DMC working philosophy uses the Model Based Drug Development (MBDD) and translational medicine paradigms as promoted by the FDA. MBDD in translational drug development applies to all stages of drug development. DMC also has strong public domain data (meta data) analysis expertise and librarian partners for meta database compilation. Both MBDD and metadata efforts are integrated to assist in go/no-go decisions for your agent. Further, we can add more value to your development by assisting you not only through MBDD + metadata but also by providing reporting and regulatory support.

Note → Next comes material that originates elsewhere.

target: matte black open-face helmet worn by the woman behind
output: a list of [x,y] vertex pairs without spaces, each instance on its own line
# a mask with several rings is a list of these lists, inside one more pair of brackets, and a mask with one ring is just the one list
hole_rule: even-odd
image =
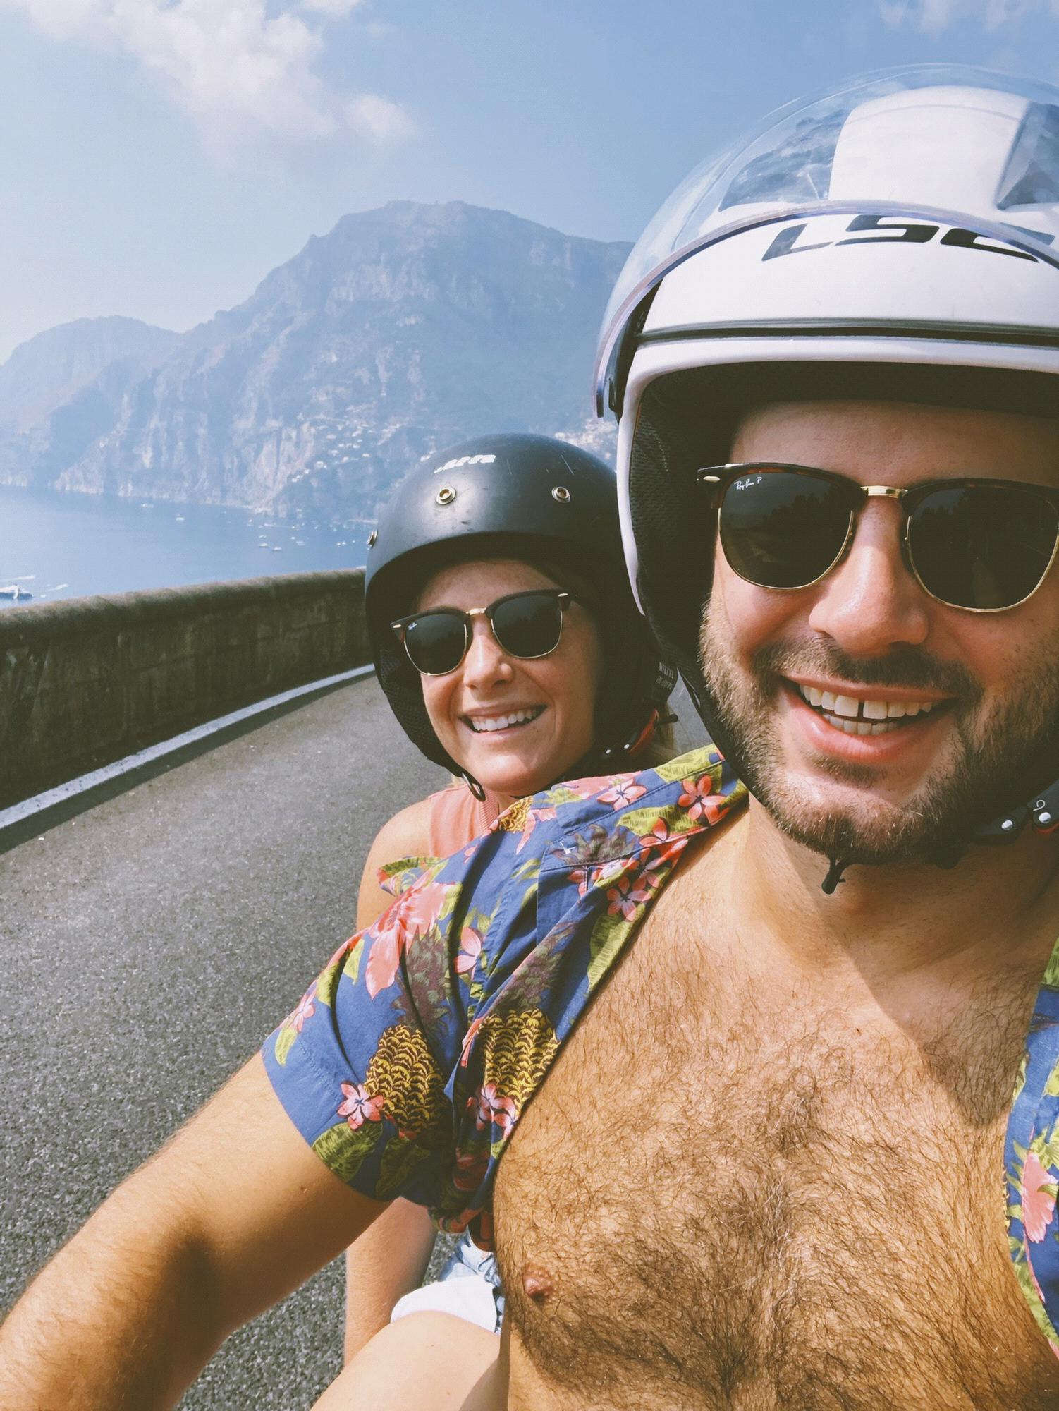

DMC MBDD services cover the complete spectrum from Non-Compartmental (NCA), to Compartmental analysis, PK/PD analysis, population PK/PD analysis and Trial simulation. Data handled can come from our bioanalysis laboratory, from the client, from public domain metadata or from all those.

All design analysis and reporting is based on ICH guidelines, following your needs and Dynakin SOPs. Security of data is assured by a range of measures, including limited data access to personnel, regular data saves and regular data print-outs.